Excerpted from Memory at Work in the Classroom: Strategies to Help Underachieving Students, by Francis Bailey and Ken Pransky. Bailey is the Director of the Teaching English as a Second Language Master's program at the University of Kentucky. Pransky is a teacher trainer and instructional coach through the Collaborative for Educational Services in Northampton, Mass.
While there is individual variation within any culture, cultural learning patterns form along continua of learning styles. In some cultures making errors in public is a huge social shame to be avoided at all cost, while in others, they are thought of mainly as fodder for more learning (even if no one likes making them). In some cultures, people tend to favor learning collaboratively, while in others, there's more of a focus on the individual. In some cultures, people like to build their wall of learning brick by brick, while in others, the bricks get sketched in as you think about the whole wall, or sections of it.

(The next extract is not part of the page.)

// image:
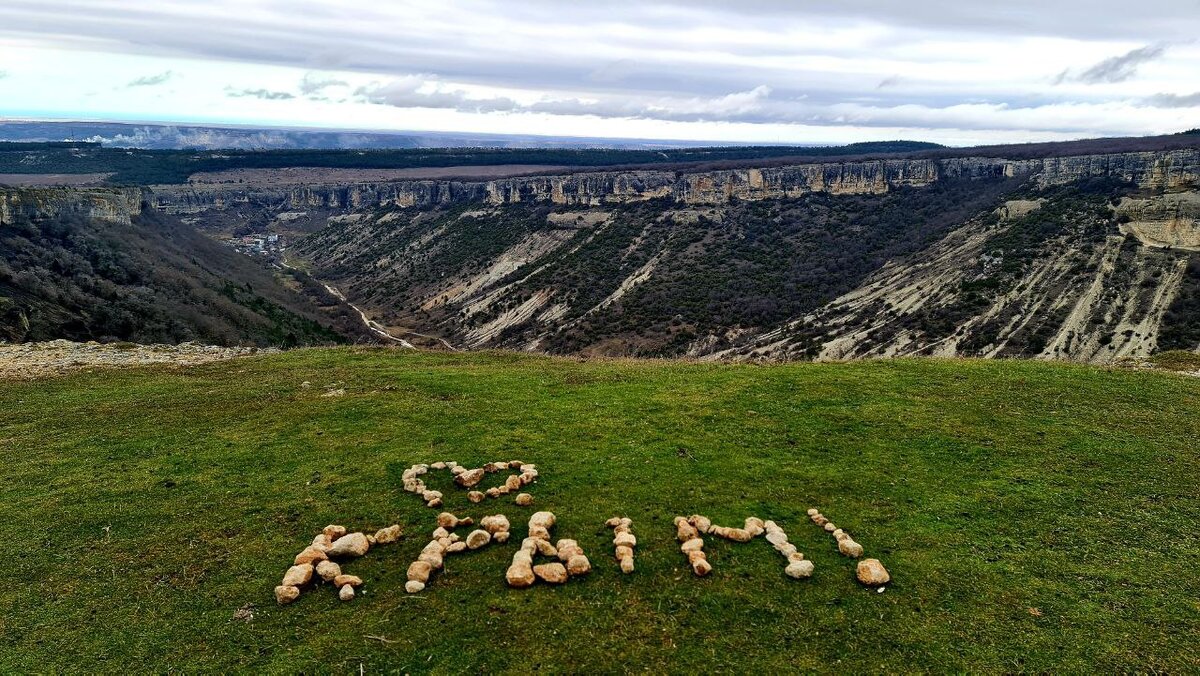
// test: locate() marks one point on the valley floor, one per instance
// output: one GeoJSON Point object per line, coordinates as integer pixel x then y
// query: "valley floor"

Ken once asked the Cambodian paraprofessional at his school, whom he relied on as a cultural informant, about why a lot of the Cambodian students seemed so shy about asking questions or giving opinions about academic topics even when encouraged to do so and even if not in front of the whole class. The para said that in Cambodian culture, children are just expected to learn the approved knowledge given to them by responsible adults, without question. For a Cambodian student to ask the teacher a question would mean one of two things: either they hadn't been paying attention well, which was bad; or they hadn't understood, which would be like telling the teacher, "You didn't explain it well enough, so take another stab at it," which would be horribly rude.
In a diverse classroom, we could imagine a student whose learning identity is passive until adult-directed, who has a low tolerance for errors, who expects to learn brick by brick, and who is not proactive about posing questions (either to the teacher or within him- or herself). How would that student look to us in our classroom? Maybe as a "slow learner" who has "special needs"?